Sometimes, businesses are less forward than that and try to sneak in an attitude. When we lived in Tennessee, a local bank would have commercials with a touching country setting emphasizing the goodness of home. Nothing was said about the bank itself, but the feeling you got thinking about the homey atmosphere was meant to carry over to the bank. Car insurance companies have been doing this as well using humor. How many of us laugh at the “Jake from State Farm” commercials or the GEICO commercials about cats, mothers, and the band Europe? You know what? They work, because we talk about these commercials, but many times you don’t really wind up knowing much about the product.

I have also been a stickler for pointing out to my wife Allie what it means when someone is referred to as a liar. Because someone gets a claim wrong does not mean that they are a liar. If that is so, every student who gets a false answer on a math test is a liar. A liar is someone who knows the truth about what they are saying and says the opposite fully intending what they say to be believed as the truth.
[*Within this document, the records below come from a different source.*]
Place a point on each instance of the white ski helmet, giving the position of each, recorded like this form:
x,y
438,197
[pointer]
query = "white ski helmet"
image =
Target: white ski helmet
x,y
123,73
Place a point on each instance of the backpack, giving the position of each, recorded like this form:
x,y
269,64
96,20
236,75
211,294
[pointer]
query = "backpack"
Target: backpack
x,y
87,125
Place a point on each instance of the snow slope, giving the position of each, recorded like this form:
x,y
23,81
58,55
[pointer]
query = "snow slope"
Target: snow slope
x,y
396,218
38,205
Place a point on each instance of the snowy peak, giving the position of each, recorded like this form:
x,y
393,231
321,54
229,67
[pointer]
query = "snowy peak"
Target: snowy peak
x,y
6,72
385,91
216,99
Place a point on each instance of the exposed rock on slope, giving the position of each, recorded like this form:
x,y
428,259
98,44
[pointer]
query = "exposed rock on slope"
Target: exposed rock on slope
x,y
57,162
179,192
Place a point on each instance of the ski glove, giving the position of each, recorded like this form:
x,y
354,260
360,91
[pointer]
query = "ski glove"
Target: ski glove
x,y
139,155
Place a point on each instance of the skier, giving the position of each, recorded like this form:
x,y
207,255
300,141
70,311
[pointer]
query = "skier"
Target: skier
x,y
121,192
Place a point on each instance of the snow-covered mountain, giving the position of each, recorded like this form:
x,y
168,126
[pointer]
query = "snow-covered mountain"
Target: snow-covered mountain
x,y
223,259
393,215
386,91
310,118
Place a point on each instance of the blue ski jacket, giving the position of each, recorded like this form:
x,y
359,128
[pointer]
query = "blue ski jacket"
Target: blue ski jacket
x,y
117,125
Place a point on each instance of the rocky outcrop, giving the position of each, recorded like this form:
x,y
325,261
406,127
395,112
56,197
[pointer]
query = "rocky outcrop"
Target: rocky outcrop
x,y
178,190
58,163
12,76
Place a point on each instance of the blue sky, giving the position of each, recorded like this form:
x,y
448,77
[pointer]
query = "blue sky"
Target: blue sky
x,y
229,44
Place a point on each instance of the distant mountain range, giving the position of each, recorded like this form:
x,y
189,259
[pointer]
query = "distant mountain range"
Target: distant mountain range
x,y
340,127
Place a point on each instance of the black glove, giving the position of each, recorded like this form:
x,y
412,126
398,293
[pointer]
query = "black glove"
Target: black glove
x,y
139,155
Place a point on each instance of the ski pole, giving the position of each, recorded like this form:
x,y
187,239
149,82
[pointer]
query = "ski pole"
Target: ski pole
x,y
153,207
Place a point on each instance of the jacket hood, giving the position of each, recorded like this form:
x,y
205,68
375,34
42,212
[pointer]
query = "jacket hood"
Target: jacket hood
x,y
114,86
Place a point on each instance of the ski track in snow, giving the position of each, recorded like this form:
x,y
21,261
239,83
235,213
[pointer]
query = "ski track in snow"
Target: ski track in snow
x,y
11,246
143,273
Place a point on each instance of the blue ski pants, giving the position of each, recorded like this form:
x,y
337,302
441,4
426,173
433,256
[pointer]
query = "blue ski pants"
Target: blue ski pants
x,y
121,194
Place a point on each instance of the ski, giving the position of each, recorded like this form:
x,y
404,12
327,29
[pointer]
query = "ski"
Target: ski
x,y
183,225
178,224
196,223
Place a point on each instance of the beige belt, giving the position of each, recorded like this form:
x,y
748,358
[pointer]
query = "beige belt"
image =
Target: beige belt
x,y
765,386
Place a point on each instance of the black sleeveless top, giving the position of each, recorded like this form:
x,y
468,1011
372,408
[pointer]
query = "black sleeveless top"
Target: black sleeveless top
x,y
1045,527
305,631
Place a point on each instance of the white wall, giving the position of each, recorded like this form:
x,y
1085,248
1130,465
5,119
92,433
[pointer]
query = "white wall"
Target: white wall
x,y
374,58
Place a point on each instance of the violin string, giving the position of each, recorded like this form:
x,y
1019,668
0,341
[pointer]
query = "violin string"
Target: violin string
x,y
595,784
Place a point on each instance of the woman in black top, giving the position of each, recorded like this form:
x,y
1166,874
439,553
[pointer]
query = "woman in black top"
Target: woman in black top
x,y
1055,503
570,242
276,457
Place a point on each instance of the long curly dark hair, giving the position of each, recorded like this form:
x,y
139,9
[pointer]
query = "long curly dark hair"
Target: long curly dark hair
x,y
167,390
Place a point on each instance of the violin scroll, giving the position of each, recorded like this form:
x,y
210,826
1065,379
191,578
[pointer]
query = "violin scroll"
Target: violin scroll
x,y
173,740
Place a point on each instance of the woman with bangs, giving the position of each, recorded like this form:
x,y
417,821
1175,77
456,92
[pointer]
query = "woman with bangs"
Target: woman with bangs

We have to be clear because someone could say the exact opposite in sarcasm not intending to be believed at all. This kind of thing happens often in politics. It’s too easy to say someone is a liar for providing information that is false. Maybe they are, but it takes more than false information to show that someone is lying.

Speaking of politics, let’s look at the presidential debates we have going on now. This is a great place to go to to study logic because you can look at a question a candidate is asked and then look at the answer and ask “Did they really answer the question?” You can also ask how they did that with a question or challenge they receive from an opponent.

By the way, when you do this, it’s important to try to be as impartial as you can. Let’s say you’re a Ted Cruz supporter in the Republican primary. You might be looking to see what Donald Trump says that is an example of bad logic or an answer that does not follow or dodges the question. That’s fine. Do the same for Cruz also. If you’re a Trump supporter, you will do the opposite. You should also be willing to admit when your opponent does answer the question satisfactorily. You can debate how good the answer is how effective a strategy would be, but does he answer the question?

Humor is also a good place to go to. Comedians don’t try to be logicians, but they do try to point out the humor in our thinking. If you like puns, puns rely on ambiguity largely. That’s what makes them so funny. Much of our humor relies on taking people literally. My wife and I were just seeing someone and getting set to make another appointment and they said we can make it for whenever we want. I replied midnight would work just fine for us. Of course, that wouldn’t work for them, but that was the humor of it. On The Big Bang Theory, Sheldon Cooper regularly does this sort of thing.

Finally, if you’re doing this from an apologetics perspective, consider watching to and listening to debates. One of my favorite programs for debates is Unbelievable? with Justin Brierley. Try to be impartial. Ask and see what side really makes the better case. I have heard debates where I had to say the non-Christian made a better case and some where sadly, the Christian case was just embarrassing in its defense. It does not mean that I think the non-Christian was right, but it does mean that I think they did a better job presenting their case. One mistake it’s easy to make is to think that if an argument agrees with your conclusion, it must be a good one. Christians and atheists both sadly have a habit of going to Google, finding the first thing that they think agrees with them, and sharing it because they think it agrees with what they already believe and so it must be a good argument.

Studying logic in this can be fun and eye-opening and prepare you for a world where people are going to be consistently trying to snow you. Many will do this unintentionally. Some will do it intentionally. If you can learn to think through what people say better, you will be a step ahead of the game. Even if you don’t know a topic well, you can at least see how well conclusions follow.